Texte repris du spectacle « Dans la peau d’Albert Camus » Théâtre Charcot de Marcq-en-Baroeul, le 8 février 2016 :
« Venir et parler, évoquer, faire revivre un être humain…  Ce soir, j’ai décidé de faire vivre Albert Camus…. J’ai commencé ce métier en 1963. Je me suis tout de suite trouvé, à 16 ans, plongé  dans le bain, à jouer aux côtés de légendes.  Et au bout de deux ans d’apprentissages, c’était devenu ma famille.
….
La plupart d’entre nous n’ont pas vécu la vie qu’ils auraient dû vivre. On a tous des racines familiales. Si on peut imaginer qu’il y ait un dieu, appelons-le destin, hasard, famille ou qui vous voulez… ou quoi que ce soit…  en fonction de nos parents, de nos grands-parents où se trouve le cercle de notre éducation, de notre enfance, on est écrit déjà. Et il est évident qu’à partir de notre naissance tout est déjà écrit. Les pages sont écrites. Le problème c’est que parmi nous ce soir, seulement 20% ont vraiment réalisé ce qui était écrit et puis d’autres ont bifurqué à cause de rencontres scolaires.  D’un professeur magnifique qui les a emportés vers tout à fait autre chose. D’un oncle. D’un commerçant chez qui on a trouvé une humanité… Une blessure qui fait que pendant trois mois on est en dehors du cercle familial et puis il y a quelqu’un qu’on rencontre. 80% n’ont absolument pas vécu la vie qu’ils auraient dû vivre.
Parmi ces 80% la moitié se sont construits eux-mêmes.  Et d’autres qui se sont laissés comme un hameçon balader… Et puis à quarante ans, à cinquante ans… on fait le point et on dit : Est-ce que je continue à me faire balader ? Est-ce que je continue à construire ce que j’ai construit ? Ou est-ce que je continue ma route ?

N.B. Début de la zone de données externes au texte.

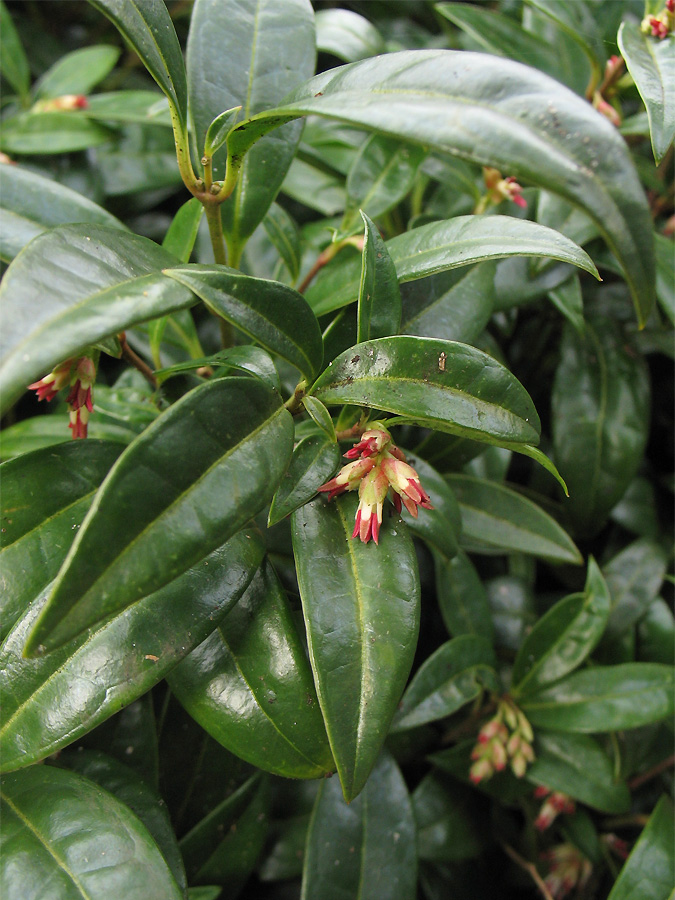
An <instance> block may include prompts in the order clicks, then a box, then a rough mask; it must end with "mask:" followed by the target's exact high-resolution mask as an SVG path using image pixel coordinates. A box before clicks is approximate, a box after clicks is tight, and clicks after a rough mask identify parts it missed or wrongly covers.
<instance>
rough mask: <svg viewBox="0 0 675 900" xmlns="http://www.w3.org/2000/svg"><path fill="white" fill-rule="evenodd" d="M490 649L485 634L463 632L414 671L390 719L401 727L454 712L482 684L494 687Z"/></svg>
mask: <svg viewBox="0 0 675 900" xmlns="http://www.w3.org/2000/svg"><path fill="white" fill-rule="evenodd" d="M495 664H496V659H495V654H494V650H493V649H492V646H491V644H490V643H489V641H487V640H486V639H485V638H482V637H476V636H475V635H472V634H465V635H462V636H461V637H456V638H454V639H453V640H451V641H448V642H447V643H445V644H442V645H441V646H440V647H439V648H438V650H436V651H434V653H432V654H431V656H429V657H428V658H427V659H426V660H425V662H424V663H423V664H422V665H421V666H420V668H419V669H418V670H417V672H416V673H415V676H414V678H413V679H412V681H411V682H410V685H409V686H408V688H407V690H406V692H405V694H404V695H403V699H402V700H401V702H400V704H399V708H398V711H397V713H396V716H395V717H394V721H393V723H392V731H404V730H405V729H407V728H415V727H417V726H418V725H424V724H426V723H427V722H435V721H436V720H437V719H444V718H445V717H446V716H450V715H452V713H454V712H457V710H458V709H461V708H462V706H464V705H465V704H466V703H468V702H469V701H470V700H474V699H475V698H476V697H478V696H479V695H480V694H481V693H482V692H483V691H484V690H485V689H486V688H487V689H488V690H491V691H498V690H499V687H498V685H497V677H496V674H495V671H494V666H495Z"/></svg>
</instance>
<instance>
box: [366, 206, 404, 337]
mask: <svg viewBox="0 0 675 900" xmlns="http://www.w3.org/2000/svg"><path fill="white" fill-rule="evenodd" d="M361 218H362V219H363V222H364V224H365V226H366V230H365V235H364V239H363V251H362V254H361V283H360V285H359V301H358V308H357V320H358V324H357V338H356V339H357V341H358V343H361V342H362V341H371V340H374V339H376V338H380V337H389V335H391V334H396V333H397V332H398V330H399V327H400V324H401V292H400V290H399V286H398V281H397V279H396V269H395V268H394V264H393V262H392V260H391V257H390V256H389V253H388V252H387V247H386V245H385V243H384V240H383V239H382V236H381V235H380V232H379V231H378V229H377V228H376V226H375V225H374V223H373V222H372V221H371V219H369V218H368V216H367V215H366V214H365V213H364V212H363V210H362V211H361Z"/></svg>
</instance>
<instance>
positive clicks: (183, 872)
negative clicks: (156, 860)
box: [56, 747, 187, 892]
mask: <svg viewBox="0 0 675 900" xmlns="http://www.w3.org/2000/svg"><path fill="white" fill-rule="evenodd" d="M56 765H58V766H59V768H63V769H68V770H69V771H71V772H76V773H77V774H78V775H83V776H84V777H85V778H88V779H89V780H90V781H93V782H95V784H97V785H99V787H101V788H103V790H104V791H108V793H110V794H112V795H113V796H114V797H117V799H118V800H119V801H121V802H122V803H124V805H125V806H127V807H128V808H129V809H130V810H131V812H132V813H134V814H135V815H136V816H138V818H139V819H140V820H141V822H142V823H143V824H144V825H145V827H146V828H147V829H148V831H149V832H150V835H151V836H152V838H153V839H154V841H155V843H156V844H157V846H158V847H159V849H160V850H161V852H162V856H163V857H164V859H165V860H166V862H167V863H168V865H169V868H170V869H171V872H172V873H173V877H174V878H175V879H176V883H177V884H178V886H179V887H180V889H181V891H183V892H185V891H186V890H187V881H186V878H185V867H184V865H183V859H182V857H181V854H180V850H179V849H178V841H177V840H176V836H175V834H174V831H173V826H172V824H171V819H170V818H169V813H168V810H167V809H166V805H165V803H164V801H163V800H162V798H161V796H160V795H159V793H158V792H157V791H156V790H155V789H154V788H152V787H151V786H150V785H149V784H148V783H147V782H146V781H144V780H143V779H142V778H141V777H140V776H139V775H137V774H136V772H134V770H133V769H131V768H129V766H125V765H123V764H122V763H120V762H118V761H117V760H116V759H114V758H113V757H111V756H108V755H107V754H105V753H102V752H100V751H92V750H86V749H84V748H83V747H78V749H77V750H76V751H67V752H66V753H63V754H61V755H60V756H59V758H58V760H57V761H56Z"/></svg>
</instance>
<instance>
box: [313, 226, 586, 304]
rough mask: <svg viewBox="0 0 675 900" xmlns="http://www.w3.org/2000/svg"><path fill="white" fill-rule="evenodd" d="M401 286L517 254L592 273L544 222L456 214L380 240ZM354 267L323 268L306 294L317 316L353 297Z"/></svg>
mask: <svg viewBox="0 0 675 900" xmlns="http://www.w3.org/2000/svg"><path fill="white" fill-rule="evenodd" d="M386 247H387V250H388V252H389V255H390V256H391V258H392V261H393V263H394V266H395V268H396V275H397V277H398V280H399V282H400V283H401V284H403V283H404V282H407V281H415V280H416V279H418V278H427V277H428V276H429V275H435V274H438V273H439V272H445V271H448V270H449V269H455V268H458V267H460V266H467V265H470V264H472V263H477V262H482V261H484V260H488V259H500V258H502V257H507V256H514V255H522V256H535V257H543V258H547V259H558V260H561V261H562V262H568V263H571V264H572V265H575V266H579V268H581V269H585V270H586V271H587V272H590V273H591V274H592V275H595V276H596V277H599V276H598V273H597V269H596V268H595V265H594V264H593V262H592V260H591V259H590V257H589V256H588V255H587V254H586V252H585V251H584V250H582V249H581V247H578V246H577V245H576V244H575V243H574V242H573V241H571V240H569V238H566V237H565V236H564V235H562V234H560V232H558V231H554V229H552V228H547V227H546V226H544V225H538V224H537V223H536V222H530V221H529V220H527V219H515V218H513V217H511V216H456V217H455V218H453V219H447V220H444V221H442V222H430V223H429V224H428V225H420V226H419V228H413V229H411V230H410V231H407V232H405V233H404V234H399V235H397V236H396V237H394V238H391V240H389V241H387V242H386ZM359 272H360V269H359V265H358V262H357V261H355V260H354V261H349V262H347V263H343V264H341V265H339V266H326V268H325V269H324V271H323V272H321V273H320V274H319V277H318V278H317V279H316V282H315V284H314V285H312V287H311V288H310V289H309V290H308V292H307V300H308V302H309V304H310V306H311V307H312V309H313V310H314V311H315V313H316V314H317V315H323V314H324V313H327V312H331V311H332V310H334V309H339V308H340V307H342V306H347V304H349V303H352V302H353V301H354V300H356V297H357V295H358V289H359Z"/></svg>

Dans le cas d’Albert Camus, et on peut prendre n’importe quelle légende…  Il y a des sportifs absolument sublimes qui ont fait une carrière dans le sport alors qu’à 11 ans ils étaient à moitié morts. Des hommes politiques… John Kennedy, Charles de Gaulle, Napoléon Bonaparte qui n’auraient jamais dû faire une telle course.
Dans le cas d’Albert Camus, on a l’exemple type d’un homme qui n’a absolument pas suivi les pages que l’on avait écrites pour lui.  Pourquoi ces êtres –là restent-ils inscrits dans l’histoire ? Faut-ils qu’ils aient fait une course absolument incroyable. La course n’est pas seulement ce que l’on fait pendant sa vie, c’est le reflet de ce que l’on a fait.
Albert Camus est né en 1913. Tuberculeux, issu d’une famille défavorisée dont le père, Lucien, ouvrier agricole, caviste, mourra en 1914 ; le gosse dont le frère est sourd-muet… Peut-on imaginer pire ?   Et pourtant, ce gosse-là, obligé d’aller dans les sanatoriums – celui, qui en 1913 doit être pesé – deviendra pupille de la nation et entamera, grâce à cela, des études. Et il va devenir le plus jeune prix Nobel de littérature français. Et il va être l’homme le plus célèbre au 20ème siècle parmi les trois plus grands écrivains du siècle : Camus, Proust et Céline.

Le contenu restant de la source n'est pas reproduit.